The tradition of manufacturing national knives, which occupies an important place in Uzbek culture, has been preserved for centuries, transmitted from fathers to sons.
Authentic Uzbek knives (pchaki), made by Uzbek masters, resemble a work of art.
Although the manufacture of knives is widespread in the cities of Samarkand and Bukhara, as well as the Chuset and Shakhrikhan in the Ferghana Valley, about handmade knives produced in Chusta and Shakhrikhan, they know even outside the country.
PCAK manufacturing skills are usually transmitted from father to son. Although the manufacture of national knives is not widespread in all regions of the country, manual knives are among the essential objects of every Uzbek family.
Uzbek knives can simultaneously be an additional accessory of the home interior and a functional item in kitchen space or in nature.
The traditions of the Uzbeks associated with knives
Uzbeks attach special importance to the knife, which in the past was considered the most necessary working tool and decoration of a man, and not a kitchen tool. Knives are present in almost all aspects of the life of the Uzbeks.
According to Uzbeks, customs, it is believed that a knife laid under a pillow sleeping one in a child’s room, as if protecting it from evil.
according to another tradition, widespread in the country, the bride’s younger brother is the first to receive a knife as a gift from a son -in -law who takes his sister from the house.
Thus, the Uzbek family in exchange for a precious daughter receives a handmade knife that occupies an important place in Uzbek culture.

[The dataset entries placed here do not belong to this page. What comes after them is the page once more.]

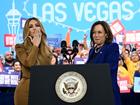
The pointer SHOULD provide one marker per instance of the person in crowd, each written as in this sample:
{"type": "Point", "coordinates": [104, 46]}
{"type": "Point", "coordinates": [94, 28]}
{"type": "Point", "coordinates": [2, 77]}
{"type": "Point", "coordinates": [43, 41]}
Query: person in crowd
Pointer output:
{"type": "Point", "coordinates": [137, 82]}
{"type": "Point", "coordinates": [105, 51]}
{"type": "Point", "coordinates": [124, 75]}
{"type": "Point", "coordinates": [131, 61]}
{"type": "Point", "coordinates": [33, 51]}
{"type": "Point", "coordinates": [54, 60]}
{"type": "Point", "coordinates": [17, 66]}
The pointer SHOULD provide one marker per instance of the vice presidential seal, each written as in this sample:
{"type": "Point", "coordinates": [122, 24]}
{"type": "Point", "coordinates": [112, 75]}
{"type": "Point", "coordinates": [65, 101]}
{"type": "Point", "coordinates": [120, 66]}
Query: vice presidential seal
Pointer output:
{"type": "Point", "coordinates": [71, 87]}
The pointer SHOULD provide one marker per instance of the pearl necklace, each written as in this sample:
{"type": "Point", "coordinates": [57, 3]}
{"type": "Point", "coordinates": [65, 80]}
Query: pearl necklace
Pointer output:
{"type": "Point", "coordinates": [97, 48]}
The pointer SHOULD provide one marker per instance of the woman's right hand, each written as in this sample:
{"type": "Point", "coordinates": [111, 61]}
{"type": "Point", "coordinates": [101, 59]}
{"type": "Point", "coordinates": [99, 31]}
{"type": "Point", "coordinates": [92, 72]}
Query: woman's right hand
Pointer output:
{"type": "Point", "coordinates": [36, 38]}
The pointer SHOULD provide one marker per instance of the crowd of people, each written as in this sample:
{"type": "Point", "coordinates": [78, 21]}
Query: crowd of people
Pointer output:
{"type": "Point", "coordinates": [35, 51]}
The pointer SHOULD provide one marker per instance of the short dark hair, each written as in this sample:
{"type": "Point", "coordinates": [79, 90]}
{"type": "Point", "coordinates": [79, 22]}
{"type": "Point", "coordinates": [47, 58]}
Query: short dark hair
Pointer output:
{"type": "Point", "coordinates": [107, 31]}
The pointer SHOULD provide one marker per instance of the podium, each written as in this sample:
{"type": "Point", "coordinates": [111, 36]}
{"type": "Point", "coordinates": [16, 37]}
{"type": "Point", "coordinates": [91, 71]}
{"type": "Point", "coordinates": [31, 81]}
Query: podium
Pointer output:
{"type": "Point", "coordinates": [95, 85]}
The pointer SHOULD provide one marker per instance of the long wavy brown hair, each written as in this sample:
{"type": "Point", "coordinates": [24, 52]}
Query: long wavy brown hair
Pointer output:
{"type": "Point", "coordinates": [44, 54]}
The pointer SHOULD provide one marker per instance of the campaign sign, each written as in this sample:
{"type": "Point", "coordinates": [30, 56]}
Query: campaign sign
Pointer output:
{"type": "Point", "coordinates": [123, 84]}
{"type": "Point", "coordinates": [9, 79]}
{"type": "Point", "coordinates": [137, 84]}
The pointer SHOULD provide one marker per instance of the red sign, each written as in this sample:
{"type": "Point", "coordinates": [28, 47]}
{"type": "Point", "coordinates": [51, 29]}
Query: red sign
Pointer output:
{"type": "Point", "coordinates": [116, 27]}
{"type": "Point", "coordinates": [9, 40]}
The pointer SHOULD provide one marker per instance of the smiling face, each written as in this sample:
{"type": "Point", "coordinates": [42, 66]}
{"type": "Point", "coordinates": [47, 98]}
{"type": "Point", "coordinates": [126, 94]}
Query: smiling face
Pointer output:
{"type": "Point", "coordinates": [98, 34]}
{"type": "Point", "coordinates": [34, 27]}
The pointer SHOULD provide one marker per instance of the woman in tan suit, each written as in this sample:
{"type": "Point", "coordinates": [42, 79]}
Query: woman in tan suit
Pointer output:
{"type": "Point", "coordinates": [33, 51]}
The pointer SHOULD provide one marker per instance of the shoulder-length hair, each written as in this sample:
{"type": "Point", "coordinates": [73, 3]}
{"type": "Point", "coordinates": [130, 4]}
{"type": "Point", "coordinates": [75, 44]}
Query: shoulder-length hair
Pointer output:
{"type": "Point", "coordinates": [26, 28]}
{"type": "Point", "coordinates": [107, 30]}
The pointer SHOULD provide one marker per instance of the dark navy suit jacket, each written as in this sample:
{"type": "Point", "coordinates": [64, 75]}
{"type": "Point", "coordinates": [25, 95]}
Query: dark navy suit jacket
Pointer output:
{"type": "Point", "coordinates": [109, 53]}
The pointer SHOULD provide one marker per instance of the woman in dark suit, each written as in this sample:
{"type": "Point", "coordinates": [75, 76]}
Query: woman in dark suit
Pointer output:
{"type": "Point", "coordinates": [104, 51]}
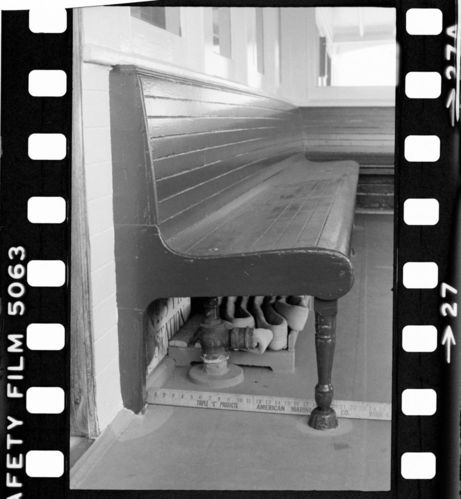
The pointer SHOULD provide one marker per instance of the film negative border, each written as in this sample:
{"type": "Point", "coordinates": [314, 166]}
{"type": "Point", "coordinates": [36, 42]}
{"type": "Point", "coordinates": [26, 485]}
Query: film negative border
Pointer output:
{"type": "Point", "coordinates": [421, 307]}
{"type": "Point", "coordinates": [425, 459]}
{"type": "Point", "coordinates": [35, 204]}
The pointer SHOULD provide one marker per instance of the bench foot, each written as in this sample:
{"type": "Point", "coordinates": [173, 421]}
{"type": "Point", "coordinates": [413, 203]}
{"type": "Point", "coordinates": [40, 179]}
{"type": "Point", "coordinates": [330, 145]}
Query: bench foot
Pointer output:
{"type": "Point", "coordinates": [323, 417]}
{"type": "Point", "coordinates": [323, 420]}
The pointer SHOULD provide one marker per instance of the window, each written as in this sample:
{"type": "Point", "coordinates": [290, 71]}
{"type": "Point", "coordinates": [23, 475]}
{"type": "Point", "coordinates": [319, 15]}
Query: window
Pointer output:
{"type": "Point", "coordinates": [260, 40]}
{"type": "Point", "coordinates": [357, 46]}
{"type": "Point", "coordinates": [222, 31]}
{"type": "Point", "coordinates": [167, 18]}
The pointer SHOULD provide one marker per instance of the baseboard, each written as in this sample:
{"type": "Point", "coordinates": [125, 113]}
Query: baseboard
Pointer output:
{"type": "Point", "coordinates": [99, 448]}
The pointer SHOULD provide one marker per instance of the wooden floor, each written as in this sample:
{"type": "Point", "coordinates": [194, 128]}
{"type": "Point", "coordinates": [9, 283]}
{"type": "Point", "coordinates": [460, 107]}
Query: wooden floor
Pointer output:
{"type": "Point", "coordinates": [182, 448]}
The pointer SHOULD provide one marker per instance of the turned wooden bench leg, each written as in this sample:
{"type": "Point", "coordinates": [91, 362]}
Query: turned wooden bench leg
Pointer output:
{"type": "Point", "coordinates": [323, 417]}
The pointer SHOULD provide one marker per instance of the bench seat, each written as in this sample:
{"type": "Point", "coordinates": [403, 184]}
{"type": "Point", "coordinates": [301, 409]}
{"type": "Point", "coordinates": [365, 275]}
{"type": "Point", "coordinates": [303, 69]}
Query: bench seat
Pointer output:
{"type": "Point", "coordinates": [302, 205]}
{"type": "Point", "coordinates": [213, 196]}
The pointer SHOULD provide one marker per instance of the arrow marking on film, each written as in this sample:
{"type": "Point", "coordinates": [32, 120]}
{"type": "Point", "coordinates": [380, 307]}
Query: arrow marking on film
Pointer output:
{"type": "Point", "coordinates": [448, 339]}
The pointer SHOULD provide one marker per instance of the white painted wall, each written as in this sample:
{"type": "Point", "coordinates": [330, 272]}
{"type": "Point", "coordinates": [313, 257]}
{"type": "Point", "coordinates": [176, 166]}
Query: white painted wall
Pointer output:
{"type": "Point", "coordinates": [110, 36]}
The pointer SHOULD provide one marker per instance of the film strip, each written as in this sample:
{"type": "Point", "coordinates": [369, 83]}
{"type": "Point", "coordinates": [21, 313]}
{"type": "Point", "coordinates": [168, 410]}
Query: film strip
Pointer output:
{"type": "Point", "coordinates": [35, 212]}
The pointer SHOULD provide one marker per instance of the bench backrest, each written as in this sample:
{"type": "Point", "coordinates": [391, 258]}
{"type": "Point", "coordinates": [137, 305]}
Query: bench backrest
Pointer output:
{"type": "Point", "coordinates": [201, 144]}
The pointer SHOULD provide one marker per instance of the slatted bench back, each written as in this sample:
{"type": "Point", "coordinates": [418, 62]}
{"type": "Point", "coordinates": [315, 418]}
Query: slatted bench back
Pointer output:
{"type": "Point", "coordinates": [207, 142]}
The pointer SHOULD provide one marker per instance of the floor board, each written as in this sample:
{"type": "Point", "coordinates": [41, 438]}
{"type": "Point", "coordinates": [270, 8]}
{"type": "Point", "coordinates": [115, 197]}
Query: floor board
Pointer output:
{"type": "Point", "coordinates": [182, 448]}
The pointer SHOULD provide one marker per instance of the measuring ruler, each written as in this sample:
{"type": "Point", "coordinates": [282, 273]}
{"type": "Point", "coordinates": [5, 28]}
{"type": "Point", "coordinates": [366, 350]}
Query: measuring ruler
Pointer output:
{"type": "Point", "coordinates": [269, 404]}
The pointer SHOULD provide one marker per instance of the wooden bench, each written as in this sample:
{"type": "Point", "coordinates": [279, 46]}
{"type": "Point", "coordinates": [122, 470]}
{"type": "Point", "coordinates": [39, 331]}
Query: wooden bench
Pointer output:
{"type": "Point", "coordinates": [213, 196]}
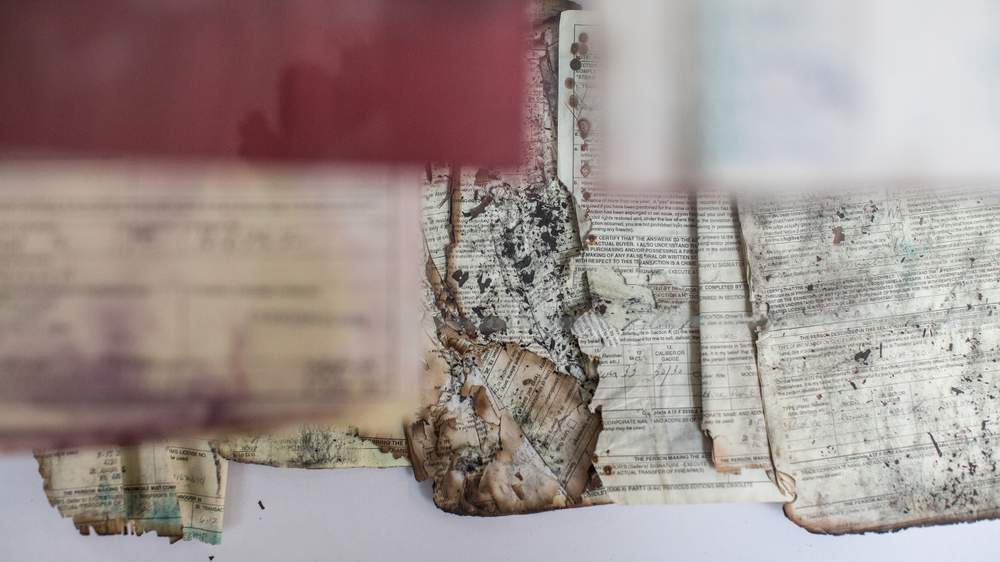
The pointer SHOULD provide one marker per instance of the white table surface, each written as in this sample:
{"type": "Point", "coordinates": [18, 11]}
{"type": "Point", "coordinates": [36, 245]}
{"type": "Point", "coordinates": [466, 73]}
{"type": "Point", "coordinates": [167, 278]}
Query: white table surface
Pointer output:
{"type": "Point", "coordinates": [384, 515]}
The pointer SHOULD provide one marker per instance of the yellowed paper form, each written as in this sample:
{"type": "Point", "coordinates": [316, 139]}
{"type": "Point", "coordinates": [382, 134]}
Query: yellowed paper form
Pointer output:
{"type": "Point", "coordinates": [641, 268]}
{"type": "Point", "coordinates": [642, 332]}
{"type": "Point", "coordinates": [879, 354]}
{"type": "Point", "coordinates": [316, 446]}
{"type": "Point", "coordinates": [176, 489]}
{"type": "Point", "coordinates": [193, 300]}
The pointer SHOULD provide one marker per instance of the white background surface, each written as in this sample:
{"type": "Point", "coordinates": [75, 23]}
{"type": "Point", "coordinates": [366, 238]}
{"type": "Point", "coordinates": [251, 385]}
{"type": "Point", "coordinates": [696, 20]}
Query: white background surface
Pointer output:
{"type": "Point", "coordinates": [365, 514]}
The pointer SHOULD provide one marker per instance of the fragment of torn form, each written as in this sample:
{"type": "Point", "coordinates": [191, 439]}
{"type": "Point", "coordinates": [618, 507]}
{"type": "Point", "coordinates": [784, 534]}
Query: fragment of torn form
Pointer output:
{"type": "Point", "coordinates": [176, 489]}
{"type": "Point", "coordinates": [732, 411]}
{"type": "Point", "coordinates": [316, 446]}
{"type": "Point", "coordinates": [640, 264]}
{"type": "Point", "coordinates": [511, 435]}
{"type": "Point", "coordinates": [879, 358]}
{"type": "Point", "coordinates": [651, 448]}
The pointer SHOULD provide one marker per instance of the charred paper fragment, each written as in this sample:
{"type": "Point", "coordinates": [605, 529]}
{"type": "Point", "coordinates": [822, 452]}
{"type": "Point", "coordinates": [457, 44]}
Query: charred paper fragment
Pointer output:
{"type": "Point", "coordinates": [732, 411]}
{"type": "Point", "coordinates": [176, 490]}
{"type": "Point", "coordinates": [878, 354]}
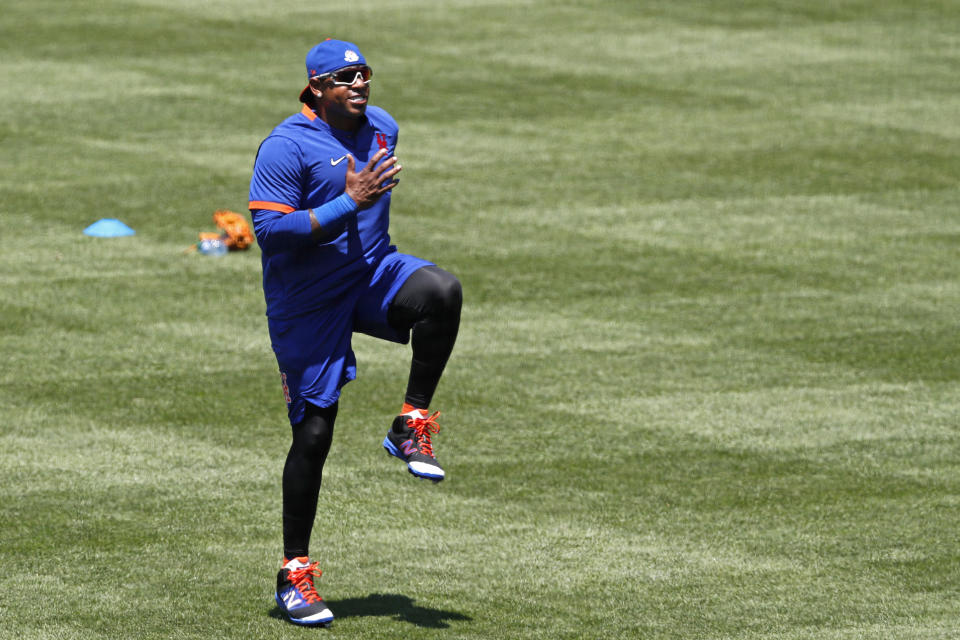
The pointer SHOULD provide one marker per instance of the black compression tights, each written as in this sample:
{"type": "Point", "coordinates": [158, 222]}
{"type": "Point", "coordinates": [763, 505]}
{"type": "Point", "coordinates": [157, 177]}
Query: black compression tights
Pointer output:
{"type": "Point", "coordinates": [428, 305]}
{"type": "Point", "coordinates": [302, 474]}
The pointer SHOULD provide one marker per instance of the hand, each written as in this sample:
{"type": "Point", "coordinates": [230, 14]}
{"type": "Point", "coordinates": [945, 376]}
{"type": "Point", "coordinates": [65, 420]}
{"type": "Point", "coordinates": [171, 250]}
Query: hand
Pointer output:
{"type": "Point", "coordinates": [367, 185]}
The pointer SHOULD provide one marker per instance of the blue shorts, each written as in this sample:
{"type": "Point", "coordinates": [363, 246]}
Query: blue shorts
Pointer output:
{"type": "Point", "coordinates": [314, 350]}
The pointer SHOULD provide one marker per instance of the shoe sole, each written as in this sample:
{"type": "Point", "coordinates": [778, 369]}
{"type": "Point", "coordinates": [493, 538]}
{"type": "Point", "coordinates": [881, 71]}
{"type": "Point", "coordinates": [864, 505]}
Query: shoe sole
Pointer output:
{"type": "Point", "coordinates": [392, 450]}
{"type": "Point", "coordinates": [322, 622]}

In general, a handmade knife is available in every Uzbek house. Uzbeks believe that PCAK protects both the house itself and the residents from evil.
If earlier, Uzbek men were customary to wear handmade knife in leather scabbards on a belt, then in recent years this custom gradually goes into oblivion.
However, the value that the Uzbeks gave the knife did not decrease, and if the knife adorned male belts earlier, now it decorates the walls of the houses.
In the Uzbek markets there are special sites where handmade knives are sold with traditional ornaments. The sale of knives are usually engaged in the masters of knives themselves, who help their customers choose knives in accordance with their needs.
– I learned to make knives before I learned to read and write
A resident of the Historical Uzbek city of Samarkand Abbas Sultanov told the Anadola correspondent that he learned to master the manufacture of knives from his father and grandfather. Abbas, together with his father, is engaged in the manufacture of knives in a family workshop.
“I learned to make knives before I learned to read and write,” he says.
According to the man, the manufacture of knives, which is carried out by forging hot iron and working with steel, is a difficult profession.
However, the profession does not seem difficult to Sultanov himself, since he learned to her at a very young age.